Os quatro homicídios imputados falsamente a Battisti, num cenário de resistência ao terrorismo da direita, tempo em que os verdadeiros culpados já estavam julgados e presos, são o do carcereiro da prisão de Udine Antonio Santoro, o do açougueiro Lino Sabbadin, o do ourives Perluigi Torregiani e o do motorista da polícia Andréa Campagna. O primeiro, Santoro, era conhecido entre os internados de Udine e seus familiares como massacrador de detentos de longa data, sendo denunciado em vários documentos como organizador de tormentos e violador dos direitos dos presos. Sabbadin era filiado ao MSI, Movimento Socialista Italiano, o mais tradicional grupo neofacista italiano, que matava ladrões e outros marginais. Torregiani andava ostensiva e fortemente armado por Milão, e procurava confronto com os seus alvos como pretexto para matar. Exibia em sua loja uma foto do cadáver de uma de suas vítimas. O motorista da polícia Andréa Campagna era acusado de torturar presos. O mais conhecido entre os quatro mortos era o ourives Torregiani, com influência econômica e política, proximidade com a mídia, membro de um grande grupo parapolicial chamado Maggioranza Silenciosa (Maioria Silenciosa).

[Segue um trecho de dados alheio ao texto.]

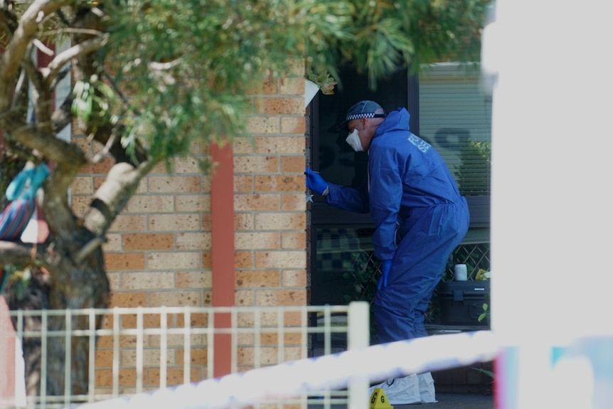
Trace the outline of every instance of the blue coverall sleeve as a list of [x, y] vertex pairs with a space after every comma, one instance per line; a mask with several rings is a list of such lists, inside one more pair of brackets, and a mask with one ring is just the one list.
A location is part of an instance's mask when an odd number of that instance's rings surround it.
[[375, 255], [391, 260], [396, 253], [395, 237], [398, 211], [403, 198], [401, 166], [393, 149], [369, 152], [371, 215], [376, 229], [373, 235]]
[[356, 213], [368, 213], [366, 184], [361, 188], [329, 184], [326, 202], [330, 206]]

Battisti era contra a violência e por esse motivo foi expulso do seu grupo, acusado de traição. Um dos trechos de um julgamento de 1983 o menciona como ideólogo contra o sistema prisional, o que coincide com a crença de que os carcereiros o odiavam especialmente por ter denunciado as torturas aplicadas em Udine. Outro trecho se refere ao seu temperamento digno, pois havia sido expulso da sala de audiências por desacato verbal aos magistrados e sua negativa a se curvar ao ritual de reverência. Ambos os trechos do julgamento confirmam conjectura de Lungarzo de que a atitude de Battisti enraivecia seus algozes, que pensavam nele com especial animosidade, avivando a fúria de perseguição, o que não se percebe com nenhum dos outros réus. Pessoas com esse perfil irredutível são as que a primitiva Inquisição chamava de hereges penitentes relapsos. A esquerda combatia o fascismo com ações e não apenas com palavras e foi apoiada pela população marginalizada.
De brinde, o livro de Carlos Lungarzo termina com uma entrevista de Cesare Battisti, feita depois da conclusão do seu trabalho para não sofrer qualquer intromissão nas suas verdades pesquisadas. A quem possa interessar.

* Jornalista e escritor, é colaborador também em blogs progressistas.